Another significant change is with how "pinned" locals (i.e., locals that need to have a fixed location in memory) are handled. Instead of the awkward Rename
block argument modifier and mixed SSA (i.e., some locals using SSA, some not), all locals that name stack locations rather than merely being a handle to an abstract location need to use Loc
. Loc
s (abstract stack locations) don't use SSA -- instead, they're scoped to the procedure and use explicit markers (StorageLive
and StorageEnd
) for delimiting their live range.
Goto-with-value is gone too. The small convenience it provided isn't worth complicating the Continue
(now Goto
) syntax for.
The structure of aggregate type descriptions also changes a bit. First, record types must now specify an alignment requirement, and second, there is now a dedicated Union
type.
The lack of any form of memory alignment would have become a problem sooner or later, and for union types, having a dedicated type better communicates and enforces the layout requirements. While the L3
doesn't strictly need the Union
(re-using the Record
type, like it was done previously, is enough), higher-level languages do, and since removing/modifying types does have overhead, it's better to just keep the type until pass3
, where it's removed together with the other aggregate types.
It's not something that I'd do as part of the pass rework (this PR is large enough already), but Select
in its current form should not reach pass0
.
The Select
exit picks a jump target out of list based on an supplied value, where each jump target is associated with either a unique value or range of values. It's used to implement the case
construct.
The problem with Select
is that in order to correctly emit the multiple comparisons, pass0
needs to spawn a temporary local, as the expression to select the target with might have side-effects (or be non-trivial to recompute). Register/local allocation already took place at that point, so this is effectively not possible. My solution to get around having to allocate a temporary was to restrict the Select
operand to a small set of operands that have no side-effects and translate to a single instruction.

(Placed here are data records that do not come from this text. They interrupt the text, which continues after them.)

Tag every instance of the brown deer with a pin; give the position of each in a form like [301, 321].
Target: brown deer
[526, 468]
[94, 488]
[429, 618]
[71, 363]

What I think would be a better solution is to introduce a BranchTable
exit, which is used like so:
(BranchTable e (Goto 1) (Goto 2) (Goto 3))
The first Goto
specifies the block to jump to when e == 0
, the second Goto
the block to jump to when e == 1
, and the last Goto
the block to jump to otherwise. Select
would then be lowered into either BranchTable
or a sequence of Branch
blocks around the L25
language.
The pass ordering and work distribution is better than before, but it's still not good. Turning the aggregate locals into stack locations effectively requires an out-of-SSA transformation, which would duplicate parts of the register allocation pass.
More fundamentally, I think the idea of requiring explicit block parameters for every local moving between blocks is wrong. On one hand, it encodes in the IR which locals are alive at the entry of the block explicit (which is good), but on the other hand it increases IR size and requires patching the parameter and argument lists (which is especially annoying with the Cursor
API). I think it's better if locals are implicitly available in blocks that are dominated by its definition.
Finally, the Cursor
API is too cumbersome to use and too restrictive in what it allows. I have an idea for a better way to build changesets, though it'll requires macros.
I'm going to start over with the rework in a new PR.
There are a lot of issues with the lower-level ILs, which are going to lead to problems or inefficiencies later on.
This PR aims to address the aforementioned issues, by redesigning the languages and adjusting the passes accordingly, taking into the account the lessons learned so far.
Notes For Reviewers
This is part of a larger rework of the ILs. The first step (i.e., this PR) is focused on reworking the existing ones, with new languages/passes only being introduced where they're needed for
pass10
to keep working.